Information for Patients

What is Ketamine?

Ketamine is an agent that has been used as an anaesthetic primarily in emergency, paediatric and general settings for many years.  It has also been used in acute pain and has become now used more commonly for chronic pain conditions and chronic psychiatric conditions.

How does Ketamine Work?

The exact mechanism of Ketamine’s effect on chronic pain is complex and poorly understood.  It is thought to act on a group of receptors, NMDA (N-methyl, M-aspartate receptor), they have to do with the perception of pain, memory, arousal and awareness.  This drug blocks the receptors and has other effects on the structure of the central nervous system that can be long lasting.

What are the side-effects from Ketamine?

Ketamine has a range of side-effects but the most important ones are:

  1. feeling of dissociation, a removal from one’s body and person;
  2. nausea;
  3. palpitations (tachycardia);
  4. deranged liver function and, rarely, hallucinations and delusions
  5. chemical irritation of the skin and underlying tissue (cellulitis)

While you have this drug, you will be regularly reviewed by a nursing and medical staff and the drug’s affect, monitored and titrated and adjusted as needed.

How is the drug administered?

The drug is administered parenterally.  A subcutaneous infusion is a small tube that is inserted underneath your skin, the drug is infused through a syringe, which is enclosed in a box, over 24 hours.  We usually like the patients to have 7 to 10 days of this drug.

There are some other ways of giving Ketamine, both sublingually (under the tongue) and oral lozenges however, the amount of free drug that is available once it is metabolised by the liver, is quite low.

Are there any other drugs that may be used during this period?

Other drugs may be co-administered with Ketamine and these include Midazolam, Clonidine, Maxolon and Dexamethasone.  These are designed to decrease the adverse effects of the drug. 

What happens while I am on the Ketamine infusion?

We only use Ketamine as an adjunct to rehabilitation and for adjusting of other medications.

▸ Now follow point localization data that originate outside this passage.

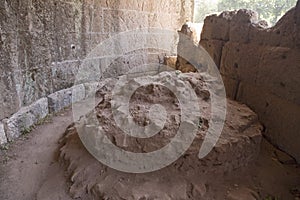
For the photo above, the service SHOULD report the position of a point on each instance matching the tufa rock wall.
(261, 67)
(43, 42)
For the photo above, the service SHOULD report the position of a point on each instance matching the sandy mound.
(183, 179)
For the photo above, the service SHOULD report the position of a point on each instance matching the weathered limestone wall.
(261, 67)
(43, 42)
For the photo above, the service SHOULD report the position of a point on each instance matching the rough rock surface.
(187, 40)
(43, 42)
(22, 121)
(238, 145)
(63, 98)
(3, 138)
(261, 68)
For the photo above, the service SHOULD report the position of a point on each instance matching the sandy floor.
(29, 170)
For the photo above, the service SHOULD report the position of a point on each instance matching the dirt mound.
(185, 178)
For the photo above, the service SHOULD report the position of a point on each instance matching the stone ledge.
(63, 98)
(25, 118)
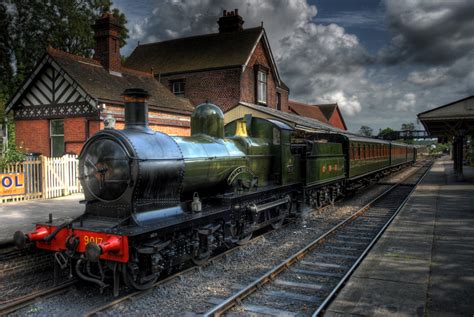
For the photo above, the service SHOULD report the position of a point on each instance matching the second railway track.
(306, 282)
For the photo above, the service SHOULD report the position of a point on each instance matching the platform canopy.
(451, 120)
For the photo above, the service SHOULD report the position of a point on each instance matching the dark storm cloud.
(431, 52)
(429, 31)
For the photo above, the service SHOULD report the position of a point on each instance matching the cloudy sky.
(381, 61)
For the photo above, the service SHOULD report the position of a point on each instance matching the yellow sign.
(12, 184)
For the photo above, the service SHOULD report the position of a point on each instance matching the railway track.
(18, 303)
(306, 282)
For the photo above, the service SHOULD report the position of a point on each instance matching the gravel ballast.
(194, 291)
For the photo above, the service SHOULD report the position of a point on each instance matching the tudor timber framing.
(49, 92)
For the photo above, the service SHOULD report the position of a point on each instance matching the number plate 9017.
(89, 239)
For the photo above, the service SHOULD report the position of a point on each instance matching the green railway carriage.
(324, 163)
(159, 201)
(363, 156)
(367, 156)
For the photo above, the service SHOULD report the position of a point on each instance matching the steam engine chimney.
(136, 108)
(230, 22)
(107, 36)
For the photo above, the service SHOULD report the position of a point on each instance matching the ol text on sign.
(12, 184)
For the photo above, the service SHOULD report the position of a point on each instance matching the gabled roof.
(209, 51)
(328, 111)
(297, 121)
(306, 110)
(100, 85)
(201, 52)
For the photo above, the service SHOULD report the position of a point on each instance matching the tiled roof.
(102, 85)
(210, 51)
(306, 110)
(327, 109)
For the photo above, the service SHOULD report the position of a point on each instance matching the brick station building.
(67, 97)
(227, 67)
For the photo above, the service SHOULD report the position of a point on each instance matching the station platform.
(22, 215)
(423, 265)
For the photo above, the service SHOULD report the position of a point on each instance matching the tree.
(386, 133)
(6, 70)
(366, 131)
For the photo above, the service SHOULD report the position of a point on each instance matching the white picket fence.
(46, 177)
(60, 177)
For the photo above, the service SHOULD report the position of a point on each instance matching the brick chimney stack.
(107, 37)
(230, 22)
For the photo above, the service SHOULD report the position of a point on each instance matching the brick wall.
(33, 136)
(221, 87)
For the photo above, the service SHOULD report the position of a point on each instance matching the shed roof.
(453, 119)
(305, 110)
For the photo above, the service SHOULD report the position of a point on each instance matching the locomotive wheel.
(201, 258)
(278, 224)
(245, 240)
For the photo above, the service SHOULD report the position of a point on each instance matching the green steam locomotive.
(155, 202)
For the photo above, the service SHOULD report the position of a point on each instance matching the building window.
(262, 86)
(177, 87)
(57, 137)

While you are on this drug, it is expected that you engage in regular physiotherapy and occupational therapy on a daily basis. 

We may also use the effect of the Ketamine to adjust your other medications so that your long term analgesic plan is safe.  This most commonly involves reduction of your opioids (morphine related medication) and  increase in adjuvant medication (anticonvulsants/antidepressants).

It may also be expected that you will be seen by psychiatrist and psychologist as part of the rehabilitation process.

How long can I expect to have an effect from the Ketamine?

This is quite variable but many patients get 3 to 12 months of relief from a Ketamine infusion. Some patients have no improvement or intolerable adverse effects. It is not possible to predict and individual patient response.

Is there anyone who should not have ketamine

You must be assessed by a medical professional prior to been given this drug.

You may be excluded if you have the following medical conditions:

  • Pregnancy
  • Liver problems
  • Some cardiac conditions
  • Some Psychiatric conditions


If you have any further questions, please discuss this with your medical specialist at your next appointment.